Papá respondió en un impecable alemán a la demanda de información del mayor Kaempffer.

—Primero, esta estructura no es una fortaleza. Una fortaleza o calabozo, como se le llamaba en estos lugares, era la última fortificación interna de un castillo, la última plaza fuerte en donde el señor del castillo se quedaba con su familia y su personal. Este edificio es único —hizo un pequeño gesto con las manos—. No sé cómo debe llamársele. Es demasiado elaborado y bien construido para ser un simple puesto de vigilancia y, sin embargo, muy pequeño para haber sido construido por cualquier señor feudal que se respetara. Siempre ha sido llamado «la fortaleza», probablemente por la falta de un nombre mejor. Servirá, supongo.

—¡No me importa lo que suponga! —chasqueó el mayor—. ¡Quiero lo que sabe! ¡La historia de la fortaleza, las leyendas relacionadas con ella… todo!

—¿No puede esperar hasta mañana? —preguntó Magda—. Mi padre ni siquiera puede pensar bien ahora.
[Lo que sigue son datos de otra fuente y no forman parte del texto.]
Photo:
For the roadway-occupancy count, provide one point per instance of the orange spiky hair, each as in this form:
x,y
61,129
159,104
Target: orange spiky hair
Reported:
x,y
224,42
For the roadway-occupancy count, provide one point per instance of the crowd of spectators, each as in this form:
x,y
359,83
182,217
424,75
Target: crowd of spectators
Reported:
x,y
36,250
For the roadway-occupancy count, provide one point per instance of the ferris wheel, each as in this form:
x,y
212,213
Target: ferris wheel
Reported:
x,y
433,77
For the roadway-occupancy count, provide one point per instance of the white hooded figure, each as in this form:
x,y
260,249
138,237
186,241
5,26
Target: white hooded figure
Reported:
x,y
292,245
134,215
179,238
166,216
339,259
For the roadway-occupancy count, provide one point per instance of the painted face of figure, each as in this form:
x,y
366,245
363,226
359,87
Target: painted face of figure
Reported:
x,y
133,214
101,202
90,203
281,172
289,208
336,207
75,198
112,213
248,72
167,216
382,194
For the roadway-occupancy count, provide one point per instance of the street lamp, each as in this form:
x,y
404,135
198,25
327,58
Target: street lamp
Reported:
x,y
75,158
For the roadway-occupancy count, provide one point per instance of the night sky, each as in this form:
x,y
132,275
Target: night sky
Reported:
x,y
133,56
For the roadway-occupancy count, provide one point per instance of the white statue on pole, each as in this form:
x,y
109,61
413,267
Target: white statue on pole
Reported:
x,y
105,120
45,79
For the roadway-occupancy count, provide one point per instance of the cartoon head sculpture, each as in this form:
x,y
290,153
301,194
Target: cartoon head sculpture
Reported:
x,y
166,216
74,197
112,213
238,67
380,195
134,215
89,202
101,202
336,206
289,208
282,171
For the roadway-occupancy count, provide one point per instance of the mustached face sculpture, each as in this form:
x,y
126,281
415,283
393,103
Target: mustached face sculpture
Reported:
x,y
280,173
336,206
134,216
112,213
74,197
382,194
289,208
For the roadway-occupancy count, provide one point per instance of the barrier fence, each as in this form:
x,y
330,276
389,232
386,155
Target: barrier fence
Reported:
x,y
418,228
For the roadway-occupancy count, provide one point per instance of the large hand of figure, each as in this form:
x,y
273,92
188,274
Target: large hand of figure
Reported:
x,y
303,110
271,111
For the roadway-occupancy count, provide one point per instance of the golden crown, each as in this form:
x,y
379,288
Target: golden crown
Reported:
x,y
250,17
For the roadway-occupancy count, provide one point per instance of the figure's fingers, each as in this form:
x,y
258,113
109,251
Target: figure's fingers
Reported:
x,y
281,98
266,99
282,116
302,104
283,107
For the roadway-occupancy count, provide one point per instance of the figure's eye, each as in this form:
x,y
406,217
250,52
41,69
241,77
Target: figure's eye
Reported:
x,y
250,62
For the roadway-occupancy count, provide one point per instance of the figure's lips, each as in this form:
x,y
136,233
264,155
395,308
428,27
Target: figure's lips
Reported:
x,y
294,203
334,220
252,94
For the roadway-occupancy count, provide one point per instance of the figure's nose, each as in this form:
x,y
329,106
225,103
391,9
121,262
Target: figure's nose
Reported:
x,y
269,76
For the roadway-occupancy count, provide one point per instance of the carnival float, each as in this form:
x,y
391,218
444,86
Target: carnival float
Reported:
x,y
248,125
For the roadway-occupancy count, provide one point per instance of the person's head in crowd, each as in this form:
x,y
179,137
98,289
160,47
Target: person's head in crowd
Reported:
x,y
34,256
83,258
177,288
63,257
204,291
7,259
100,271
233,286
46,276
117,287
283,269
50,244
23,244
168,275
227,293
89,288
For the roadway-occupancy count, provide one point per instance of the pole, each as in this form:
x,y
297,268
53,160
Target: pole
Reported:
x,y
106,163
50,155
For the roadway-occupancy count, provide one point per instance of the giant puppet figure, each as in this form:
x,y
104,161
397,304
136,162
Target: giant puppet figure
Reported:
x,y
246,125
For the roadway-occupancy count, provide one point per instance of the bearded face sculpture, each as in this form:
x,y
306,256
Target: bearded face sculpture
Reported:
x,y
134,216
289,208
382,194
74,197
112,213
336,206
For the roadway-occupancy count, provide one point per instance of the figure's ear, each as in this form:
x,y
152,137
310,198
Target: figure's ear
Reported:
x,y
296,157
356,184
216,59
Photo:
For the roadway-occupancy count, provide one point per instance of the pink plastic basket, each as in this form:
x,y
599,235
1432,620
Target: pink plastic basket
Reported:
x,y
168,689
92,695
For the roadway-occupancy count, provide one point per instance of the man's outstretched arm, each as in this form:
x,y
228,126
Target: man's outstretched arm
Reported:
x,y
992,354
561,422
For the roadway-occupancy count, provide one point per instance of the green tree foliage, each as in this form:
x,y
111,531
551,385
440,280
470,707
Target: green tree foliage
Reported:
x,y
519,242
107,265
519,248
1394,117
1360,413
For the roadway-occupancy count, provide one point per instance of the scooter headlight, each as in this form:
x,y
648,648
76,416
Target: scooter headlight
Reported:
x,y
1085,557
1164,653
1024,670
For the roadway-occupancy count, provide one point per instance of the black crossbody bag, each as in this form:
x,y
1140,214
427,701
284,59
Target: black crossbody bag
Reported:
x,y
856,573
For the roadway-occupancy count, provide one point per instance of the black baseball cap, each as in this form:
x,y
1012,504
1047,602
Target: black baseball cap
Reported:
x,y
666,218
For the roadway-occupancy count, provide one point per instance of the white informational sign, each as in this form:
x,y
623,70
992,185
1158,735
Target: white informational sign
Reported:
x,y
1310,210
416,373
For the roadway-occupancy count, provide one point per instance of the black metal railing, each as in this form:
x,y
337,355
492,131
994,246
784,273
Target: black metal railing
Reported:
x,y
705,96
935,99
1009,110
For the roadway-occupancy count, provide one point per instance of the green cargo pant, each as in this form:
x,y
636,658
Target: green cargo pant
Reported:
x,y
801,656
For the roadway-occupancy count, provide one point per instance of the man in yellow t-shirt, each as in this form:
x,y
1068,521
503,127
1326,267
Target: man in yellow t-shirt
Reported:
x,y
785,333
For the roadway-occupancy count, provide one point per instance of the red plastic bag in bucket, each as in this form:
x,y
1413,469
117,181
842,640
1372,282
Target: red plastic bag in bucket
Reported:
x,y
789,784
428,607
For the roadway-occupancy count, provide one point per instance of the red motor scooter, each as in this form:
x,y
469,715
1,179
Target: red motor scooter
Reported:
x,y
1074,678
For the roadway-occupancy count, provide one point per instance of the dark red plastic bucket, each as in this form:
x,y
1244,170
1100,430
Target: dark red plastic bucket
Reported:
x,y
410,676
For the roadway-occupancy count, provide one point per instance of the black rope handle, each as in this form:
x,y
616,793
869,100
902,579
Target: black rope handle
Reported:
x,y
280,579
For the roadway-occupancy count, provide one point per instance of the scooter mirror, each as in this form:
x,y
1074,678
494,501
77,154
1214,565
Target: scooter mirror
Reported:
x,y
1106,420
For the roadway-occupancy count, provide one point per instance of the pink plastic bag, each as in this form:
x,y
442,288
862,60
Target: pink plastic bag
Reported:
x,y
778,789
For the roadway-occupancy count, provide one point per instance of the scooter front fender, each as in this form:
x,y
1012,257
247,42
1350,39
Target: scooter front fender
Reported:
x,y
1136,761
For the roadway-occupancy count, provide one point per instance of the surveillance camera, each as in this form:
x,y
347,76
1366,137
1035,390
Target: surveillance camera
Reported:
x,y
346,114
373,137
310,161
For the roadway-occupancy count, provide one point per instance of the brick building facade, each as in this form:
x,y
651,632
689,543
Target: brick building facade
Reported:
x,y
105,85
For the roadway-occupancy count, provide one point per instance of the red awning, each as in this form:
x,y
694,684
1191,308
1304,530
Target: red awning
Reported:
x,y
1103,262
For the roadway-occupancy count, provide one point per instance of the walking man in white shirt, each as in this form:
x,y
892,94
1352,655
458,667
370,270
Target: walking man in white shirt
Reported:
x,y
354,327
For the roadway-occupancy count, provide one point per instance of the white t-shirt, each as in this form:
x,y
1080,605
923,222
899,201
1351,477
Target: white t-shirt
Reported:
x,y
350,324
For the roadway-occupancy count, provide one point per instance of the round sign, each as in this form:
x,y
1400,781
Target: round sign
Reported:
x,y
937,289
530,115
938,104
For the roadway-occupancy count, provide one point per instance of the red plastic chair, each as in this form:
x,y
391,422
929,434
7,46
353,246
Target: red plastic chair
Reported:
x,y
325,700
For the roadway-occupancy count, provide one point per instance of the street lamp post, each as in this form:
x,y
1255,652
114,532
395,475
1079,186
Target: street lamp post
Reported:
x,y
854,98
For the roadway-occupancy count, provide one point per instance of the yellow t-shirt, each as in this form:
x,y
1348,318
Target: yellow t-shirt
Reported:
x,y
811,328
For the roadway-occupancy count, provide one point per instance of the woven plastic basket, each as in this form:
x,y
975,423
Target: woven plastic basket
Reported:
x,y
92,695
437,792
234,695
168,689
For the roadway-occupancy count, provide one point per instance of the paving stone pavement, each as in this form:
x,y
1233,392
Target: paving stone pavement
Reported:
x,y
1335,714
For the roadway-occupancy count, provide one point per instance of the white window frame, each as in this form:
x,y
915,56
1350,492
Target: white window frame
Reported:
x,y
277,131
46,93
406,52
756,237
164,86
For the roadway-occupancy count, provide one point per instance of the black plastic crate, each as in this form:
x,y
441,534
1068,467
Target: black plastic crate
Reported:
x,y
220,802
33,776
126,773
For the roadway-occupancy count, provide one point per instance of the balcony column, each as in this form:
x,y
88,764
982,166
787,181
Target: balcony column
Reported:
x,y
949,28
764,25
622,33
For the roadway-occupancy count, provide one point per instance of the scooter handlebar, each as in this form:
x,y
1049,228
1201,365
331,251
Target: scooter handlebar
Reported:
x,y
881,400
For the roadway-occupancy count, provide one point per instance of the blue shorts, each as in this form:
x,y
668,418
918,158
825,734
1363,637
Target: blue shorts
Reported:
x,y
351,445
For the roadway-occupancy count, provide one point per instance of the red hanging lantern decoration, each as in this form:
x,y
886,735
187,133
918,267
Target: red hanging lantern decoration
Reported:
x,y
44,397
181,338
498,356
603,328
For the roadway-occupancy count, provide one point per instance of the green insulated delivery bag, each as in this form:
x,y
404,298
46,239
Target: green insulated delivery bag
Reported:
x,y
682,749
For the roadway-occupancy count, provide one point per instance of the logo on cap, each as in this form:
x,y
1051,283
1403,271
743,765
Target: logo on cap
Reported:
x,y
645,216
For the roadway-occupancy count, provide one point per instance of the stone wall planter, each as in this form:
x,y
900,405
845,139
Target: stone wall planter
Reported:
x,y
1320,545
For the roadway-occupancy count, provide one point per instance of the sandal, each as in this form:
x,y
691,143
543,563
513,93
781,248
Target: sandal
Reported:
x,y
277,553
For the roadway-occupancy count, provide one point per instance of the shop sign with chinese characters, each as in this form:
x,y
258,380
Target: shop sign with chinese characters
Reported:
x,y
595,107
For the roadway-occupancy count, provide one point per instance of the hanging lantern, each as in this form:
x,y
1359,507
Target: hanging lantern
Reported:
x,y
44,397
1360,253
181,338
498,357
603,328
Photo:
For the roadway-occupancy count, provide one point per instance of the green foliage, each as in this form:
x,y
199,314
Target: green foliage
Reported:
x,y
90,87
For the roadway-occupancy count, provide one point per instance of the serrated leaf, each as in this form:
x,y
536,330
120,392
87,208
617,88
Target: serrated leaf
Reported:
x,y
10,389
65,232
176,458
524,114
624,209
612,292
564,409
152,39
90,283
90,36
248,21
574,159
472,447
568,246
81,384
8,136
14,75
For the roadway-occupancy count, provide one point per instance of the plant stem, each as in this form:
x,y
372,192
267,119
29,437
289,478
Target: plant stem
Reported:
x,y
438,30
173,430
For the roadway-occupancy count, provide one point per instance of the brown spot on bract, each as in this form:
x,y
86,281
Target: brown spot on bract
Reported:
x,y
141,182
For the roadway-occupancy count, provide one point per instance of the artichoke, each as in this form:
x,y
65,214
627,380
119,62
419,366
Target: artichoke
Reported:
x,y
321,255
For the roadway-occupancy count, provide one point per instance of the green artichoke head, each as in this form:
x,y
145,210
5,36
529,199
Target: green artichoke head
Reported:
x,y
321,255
Tal vez para entonces…

—¡No! ¡Debemos saberlo
esta noche
!

Magda miró desde el mayor de cabello rubio, hasta el otro oficial, el más oscuro y pesado capitán llamado Woermann, quien aún no había hablado. Miró en los ojos de ambos y vio lo mismo que viera en todos los soldados alemanes que encontraron desde que dejaron el tren; el común denominador que la había evadido era claro ahora. Estos hombres estaban atemorizados. Los oficiales y los soldados rasos, todos estaban aterrorizados.

—Específicamente, ¿con referencia a qué? —preguntó su padre.

—Profesor Cuza, durante la semana que hemos estado aquí, ocho hombres han sido asesinados —explicó finalmente el capitán Woermann. El mayor miró al capitán, pero éste siguió hablando, ya fuera por no darse cuenta del disgusto del otro o ignorándolo—. Una muerte cada noche, excepto la última, en la que dos gargantas fueron destrozadas.